Lufthansa Photo; Evi Hetzmannseder (li.) und Nicole Lisy, die ersten von der Lufthansa ausgebildeten Pilotinnen.

Evi Hetzmannseder (li.) und Nicola Lisy schrieben bei der Lufthansa Geschichte.

(Foto: Lufthansa)

Das war besonders heikel natürlich in Deutschland zwischen 1933 und 1945. Elly Beinhorn, die 1932 im Alleinflug die Welt umrundet hatte und mit dem Rennfahrer Bernd Rosemeyer verheiratet war, galt als populäre Repräsentantin des Regimes und war als Pilotin durchaus eine Heldin des Zeitgeistes. Hanna Reitsch erprobte Kampfflugzeuge für die Nazis, stand Hitler reichlich unkritisch gegenüber und sprach nach dem Krieg von "my beloved bomber" in einem Interview. "Da war sie sehr unreflektiert", urteilt Hermes-Wladarsch.

Auch Beate Uhse übernahm damals als Pilotin militärische Aufgaben, hat dann aber bald nach dem Krieg bekanntlich ein Erotik-Unternehmen gegründet - wofür in gewisser Weise auch emanzipatorischer Mut erforderlich war. Frauen, die Piloten werden wollten, hatten in der Nachkriegszeit ebenfalls noch länger mit Vorurteilen zu kämpfen: zu klein, zu technikfern, zu unbeholfen. Alfred Vermaaten, langjähriger Leiter der Lufthansa Verkehrsfliegerschule, soll in den Sechzigern gesagt haben: "Eher wird eine Frau Boxweltmeister im Schwergewicht als Kapitän bei der Deutschen Lufthansa."

Nun, es dauerte bis 1988, mit Evi Hetzmannseder und Nicola Lisy die ersten Frauen Pilotinnen bei dem Unternehmen mit dem Kranich wurden. Heute sind Pilotinnen schon längst keine Besonderheit mehr, die Lufthansa hat sich sogar das Wort "Kapitänin" von der Gesellschaft für deutsche Sprache absegnen lassen.

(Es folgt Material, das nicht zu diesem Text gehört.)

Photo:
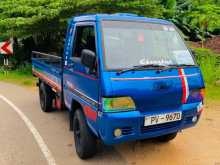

2015 waren dennoch nur sechs Prozent der Piloten bei der deutschen Paradefluglinie weiblich. Die gesellschaftlichen Voraussetzungen sind also gegeben, aber das Ungleichgewicht ist immer noch auffällig. "Ich hoffe, dass es etwas vollkommen Selbstverständliches wird", resümierte Hermes-Wladarsch.

Die von ihr kuratierte Werkschau ist in einem Nebenraum der großen Ausstellungshalle zu sehen. Sie ist relativ klein, aber komprimiert und informativ, mit Schautafeln, historischen Dokumenten, alten Fotos und Zeitschriften, Filmmaterial, aber auch einer Schaufenster-Puppe mit Pilotinnen-Outfit und leicht sexistischem Werbetext oder einem Buch, das eine Barbie als Pilotin auf dem Cover hat.

Unter den Gästen war Isolde Wördehoff, die langjährige Präsidentin des Luftsportverbandes Bayern, die selbst seit 1959 fliegt. Sie kannte einige der großen Pilotinnen wie Hanna Reitsch und besonders Elly Beinhorn, mit der sie eine Freundschaft verband. "Sie hatte einen spröden Charme, aber mir ist es gelungen, sie zur Freundin zu gewinnen", erinnert sie sich. An dumme Macho-Sprüche während ihrer eigenen Flieger-Karriere kann sie sich dagegen nicht erinnern. "Das war bei mir nie ein Problem."

Die Sonderausstellung "Fliegen zwischen Traum und Wirklichkeit: Weibliche Piloten in der Geschichte der Luftfahrt" in der Flugwerft Schleißheim, Effnerstraße 18, Oberschleißheim, dauert bis 21. Mai.